Suppose I get hit by a meteor before I can hear your "2" - will you then have failed to tell me what 1+1 is? If so, suddenly this simple goal implies being able to save the audience from meteors. Or suppose your screen has a difficult-to-detect short circuit - your expected utility would be higher if you could check your screen and repair it if necessary.

Because a utility maximizer treats a 0.09% improvement over a 99.9% baseline just as seriously as it treats a 90% improvement over a 0% baseline, it doesn't see these small improvements as trivial, or in any way not worth its best effort. If your goal actually has some chance of failure, and there are capabilities that might help mitigate that failure, it will incentivize capability gain. And because the real world is complicated, this seems like it's true for basically all goals that care about the state of the world.

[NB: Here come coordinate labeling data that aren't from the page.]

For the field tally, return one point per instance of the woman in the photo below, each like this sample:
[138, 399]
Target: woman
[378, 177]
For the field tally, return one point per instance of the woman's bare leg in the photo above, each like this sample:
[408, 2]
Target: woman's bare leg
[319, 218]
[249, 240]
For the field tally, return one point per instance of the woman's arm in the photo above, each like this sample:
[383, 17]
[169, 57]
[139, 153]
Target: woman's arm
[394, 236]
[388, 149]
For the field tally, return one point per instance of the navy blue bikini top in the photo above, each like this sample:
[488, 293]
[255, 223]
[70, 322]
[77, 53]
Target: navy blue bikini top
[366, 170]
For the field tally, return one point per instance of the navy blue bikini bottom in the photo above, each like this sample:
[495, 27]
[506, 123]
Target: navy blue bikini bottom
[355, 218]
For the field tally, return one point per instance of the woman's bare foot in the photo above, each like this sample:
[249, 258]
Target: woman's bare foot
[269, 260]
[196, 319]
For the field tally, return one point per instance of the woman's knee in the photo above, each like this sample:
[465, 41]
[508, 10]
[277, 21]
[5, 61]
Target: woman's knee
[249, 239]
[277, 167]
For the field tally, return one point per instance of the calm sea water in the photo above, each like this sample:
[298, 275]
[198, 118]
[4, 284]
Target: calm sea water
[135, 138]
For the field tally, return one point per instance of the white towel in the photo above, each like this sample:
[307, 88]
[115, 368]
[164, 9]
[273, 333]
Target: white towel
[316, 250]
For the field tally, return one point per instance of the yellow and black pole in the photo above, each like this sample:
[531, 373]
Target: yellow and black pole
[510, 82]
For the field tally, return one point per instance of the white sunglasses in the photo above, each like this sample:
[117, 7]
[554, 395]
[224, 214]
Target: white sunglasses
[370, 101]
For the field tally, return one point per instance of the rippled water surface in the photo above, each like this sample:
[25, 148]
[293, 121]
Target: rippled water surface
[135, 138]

If we have a reinforcement learner rather than a utility maximizer with a pre-specified model of the world, this story is a bit different, because of course there will be no meteors in the training data. Now, you might think that this means that the RL agent cannot care about meteors, but this is actually somewhat undefined behavior, because the AI still gets to see observations of the world. If it is vanilla RL with no "curiosity," it won't ever start to care about the world until the world actually affects its reward (which for meteors, will take much too long to matter, but does become important when the reward is more informative about the real world), but if it's more along the lines of DeepMind's game-playing agents, then it will try to find out about the world, which will increase its rate of approaching optimal play.

There are definitely ideas in the literature that relate to this problem, particularly trying to formalize the notion that the AI shouldn't "try too hard" on easy goals. I think these attempts mostly fall under two umbrellas - other-izers (that is, not maximizers) and impact regularization (penalizing the building of meteor-defense lasers).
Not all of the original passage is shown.